In !127352 (merged), we started using AddressableUrlValidator to validate Identifier URLs.
AddressableUrlValidator makes a getaddrinfo syscall when validating the URL. This is a problem for the Vulnerabilities::Identifier model because we create them in bulk, and the syscall makes a DNS query over network for non-local URLs. This means that bulk inserts might need to wait for hundreds of network connections to finish!
To fix this, switch to using UrlValidator instead, which validates URLs using regex only. It is safe to validate these URLs with regex because we do not make server-side requests to them. They are displayed in the vulnerability details as clickable links.
Relates to:
How to set up and validate locally
Numbered steps to set up and validate the change are strongly suggested.
-
Start rails console:
bundle exec rails c
-
Run this code:
puts "start: #{Time.zone.now}" 300.times { |i| Vulnerabilities::Identifier.new(url: "https://security#{i}.example.com").valid? } puts "end: #{Time.zone.now}"
Before: ~40 seconds (timing varies based on network latency)

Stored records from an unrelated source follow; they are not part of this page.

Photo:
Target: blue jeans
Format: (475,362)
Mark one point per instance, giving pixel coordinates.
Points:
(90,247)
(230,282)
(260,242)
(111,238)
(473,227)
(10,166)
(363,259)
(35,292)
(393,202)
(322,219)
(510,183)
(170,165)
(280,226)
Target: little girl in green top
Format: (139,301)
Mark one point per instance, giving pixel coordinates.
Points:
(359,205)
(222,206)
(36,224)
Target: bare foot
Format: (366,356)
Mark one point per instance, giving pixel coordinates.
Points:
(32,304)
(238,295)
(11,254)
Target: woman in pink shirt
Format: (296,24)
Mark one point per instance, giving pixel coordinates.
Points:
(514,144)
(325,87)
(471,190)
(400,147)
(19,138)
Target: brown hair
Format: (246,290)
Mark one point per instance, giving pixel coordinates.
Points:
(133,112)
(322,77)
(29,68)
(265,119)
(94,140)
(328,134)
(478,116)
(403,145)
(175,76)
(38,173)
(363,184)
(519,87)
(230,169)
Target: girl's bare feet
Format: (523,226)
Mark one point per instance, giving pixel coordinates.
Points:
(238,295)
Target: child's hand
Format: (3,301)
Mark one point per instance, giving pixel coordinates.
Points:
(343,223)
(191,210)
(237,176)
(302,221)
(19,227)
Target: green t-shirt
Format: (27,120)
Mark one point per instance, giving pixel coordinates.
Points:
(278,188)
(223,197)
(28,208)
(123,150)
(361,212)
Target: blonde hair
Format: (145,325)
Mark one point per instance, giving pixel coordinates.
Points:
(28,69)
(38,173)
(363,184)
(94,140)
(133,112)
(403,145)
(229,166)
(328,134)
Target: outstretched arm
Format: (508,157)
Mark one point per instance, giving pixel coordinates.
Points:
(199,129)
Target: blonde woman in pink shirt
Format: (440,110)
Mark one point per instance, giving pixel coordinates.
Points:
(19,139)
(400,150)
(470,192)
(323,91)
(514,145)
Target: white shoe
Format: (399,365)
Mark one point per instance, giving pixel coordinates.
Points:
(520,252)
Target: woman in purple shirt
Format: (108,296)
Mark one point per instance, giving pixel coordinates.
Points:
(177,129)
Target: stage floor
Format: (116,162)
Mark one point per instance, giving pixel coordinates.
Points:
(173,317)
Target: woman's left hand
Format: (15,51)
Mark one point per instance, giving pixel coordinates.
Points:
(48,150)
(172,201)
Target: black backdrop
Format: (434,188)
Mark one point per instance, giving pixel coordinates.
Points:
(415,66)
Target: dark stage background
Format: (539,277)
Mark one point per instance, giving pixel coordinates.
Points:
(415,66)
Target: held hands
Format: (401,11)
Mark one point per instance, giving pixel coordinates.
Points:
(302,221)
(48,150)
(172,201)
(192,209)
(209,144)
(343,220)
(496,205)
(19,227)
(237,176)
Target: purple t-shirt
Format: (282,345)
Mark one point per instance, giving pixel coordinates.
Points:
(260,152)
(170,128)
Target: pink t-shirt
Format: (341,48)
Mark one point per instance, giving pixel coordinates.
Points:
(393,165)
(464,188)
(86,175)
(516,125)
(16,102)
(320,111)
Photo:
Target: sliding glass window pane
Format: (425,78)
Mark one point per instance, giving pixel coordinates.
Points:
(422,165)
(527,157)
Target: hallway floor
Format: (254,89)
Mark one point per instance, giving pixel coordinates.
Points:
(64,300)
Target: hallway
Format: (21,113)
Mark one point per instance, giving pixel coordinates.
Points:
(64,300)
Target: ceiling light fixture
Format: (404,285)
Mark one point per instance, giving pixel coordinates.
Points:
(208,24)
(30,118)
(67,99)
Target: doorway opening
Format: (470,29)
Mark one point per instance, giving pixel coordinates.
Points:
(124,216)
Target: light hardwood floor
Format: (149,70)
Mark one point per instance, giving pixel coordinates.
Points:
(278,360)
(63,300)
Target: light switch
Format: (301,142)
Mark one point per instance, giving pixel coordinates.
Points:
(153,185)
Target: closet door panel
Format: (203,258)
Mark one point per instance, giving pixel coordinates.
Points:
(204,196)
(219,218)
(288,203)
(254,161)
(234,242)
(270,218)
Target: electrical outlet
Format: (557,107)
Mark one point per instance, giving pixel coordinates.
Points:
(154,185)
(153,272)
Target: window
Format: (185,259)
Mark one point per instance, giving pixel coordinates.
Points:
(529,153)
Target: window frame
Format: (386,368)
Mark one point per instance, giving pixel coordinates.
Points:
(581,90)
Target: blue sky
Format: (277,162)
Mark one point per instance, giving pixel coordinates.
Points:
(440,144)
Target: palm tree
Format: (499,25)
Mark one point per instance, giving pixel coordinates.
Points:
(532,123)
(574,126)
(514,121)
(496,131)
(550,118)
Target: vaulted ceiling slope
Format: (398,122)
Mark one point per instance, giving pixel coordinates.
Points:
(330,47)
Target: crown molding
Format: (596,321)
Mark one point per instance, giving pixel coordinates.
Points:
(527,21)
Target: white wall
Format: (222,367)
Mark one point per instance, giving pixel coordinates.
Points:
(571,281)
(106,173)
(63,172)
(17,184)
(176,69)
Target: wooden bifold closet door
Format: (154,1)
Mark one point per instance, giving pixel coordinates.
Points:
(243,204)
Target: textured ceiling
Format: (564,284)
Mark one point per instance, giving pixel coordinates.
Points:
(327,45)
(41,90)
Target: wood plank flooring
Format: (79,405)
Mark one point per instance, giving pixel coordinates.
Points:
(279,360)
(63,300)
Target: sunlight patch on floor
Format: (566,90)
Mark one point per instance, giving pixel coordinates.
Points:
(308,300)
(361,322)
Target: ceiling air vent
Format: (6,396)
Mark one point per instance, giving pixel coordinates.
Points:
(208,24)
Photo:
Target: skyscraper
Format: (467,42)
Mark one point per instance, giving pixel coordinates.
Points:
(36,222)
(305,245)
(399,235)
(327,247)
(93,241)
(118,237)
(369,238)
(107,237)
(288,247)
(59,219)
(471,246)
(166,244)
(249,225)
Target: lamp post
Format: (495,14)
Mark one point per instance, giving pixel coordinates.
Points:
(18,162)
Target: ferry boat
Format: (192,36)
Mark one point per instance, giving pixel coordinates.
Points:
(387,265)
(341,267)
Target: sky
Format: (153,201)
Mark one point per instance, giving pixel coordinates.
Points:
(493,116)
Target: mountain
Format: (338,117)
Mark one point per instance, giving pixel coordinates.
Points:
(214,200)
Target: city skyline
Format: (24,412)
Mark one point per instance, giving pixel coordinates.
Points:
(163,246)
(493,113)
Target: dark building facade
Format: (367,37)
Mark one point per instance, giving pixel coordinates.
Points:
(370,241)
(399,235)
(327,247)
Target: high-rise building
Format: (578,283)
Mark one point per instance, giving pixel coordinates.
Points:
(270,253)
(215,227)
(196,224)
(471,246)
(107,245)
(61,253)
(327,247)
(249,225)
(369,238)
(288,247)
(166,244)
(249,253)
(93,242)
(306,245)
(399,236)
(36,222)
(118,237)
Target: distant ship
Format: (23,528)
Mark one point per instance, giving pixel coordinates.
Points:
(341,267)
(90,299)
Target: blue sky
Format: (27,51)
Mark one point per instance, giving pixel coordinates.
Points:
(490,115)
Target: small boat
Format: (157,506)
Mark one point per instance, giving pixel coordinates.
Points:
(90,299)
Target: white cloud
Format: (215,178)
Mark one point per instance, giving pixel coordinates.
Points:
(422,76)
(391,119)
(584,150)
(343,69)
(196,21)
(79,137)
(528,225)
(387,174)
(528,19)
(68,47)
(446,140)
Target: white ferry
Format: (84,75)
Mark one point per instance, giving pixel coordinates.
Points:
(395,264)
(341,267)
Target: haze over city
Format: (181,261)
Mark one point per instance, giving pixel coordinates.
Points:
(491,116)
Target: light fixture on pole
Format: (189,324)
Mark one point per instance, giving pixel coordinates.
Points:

start: 2023-11-02 19:07:41 UTC
end: 2023-11-02 19:08:20 UTC
After: < 1 second
start: 2023-11-02 19:10:10 UTC
end: 2023-11-02 19:10:10 UTC
MR acceptance checklist
This checklist encourages us to confirm any changes have been analyzed to reduce risks in quality, performance, reliability, security, and maintainability.
-
I have evaluated the MR acceptance checklist for this MR.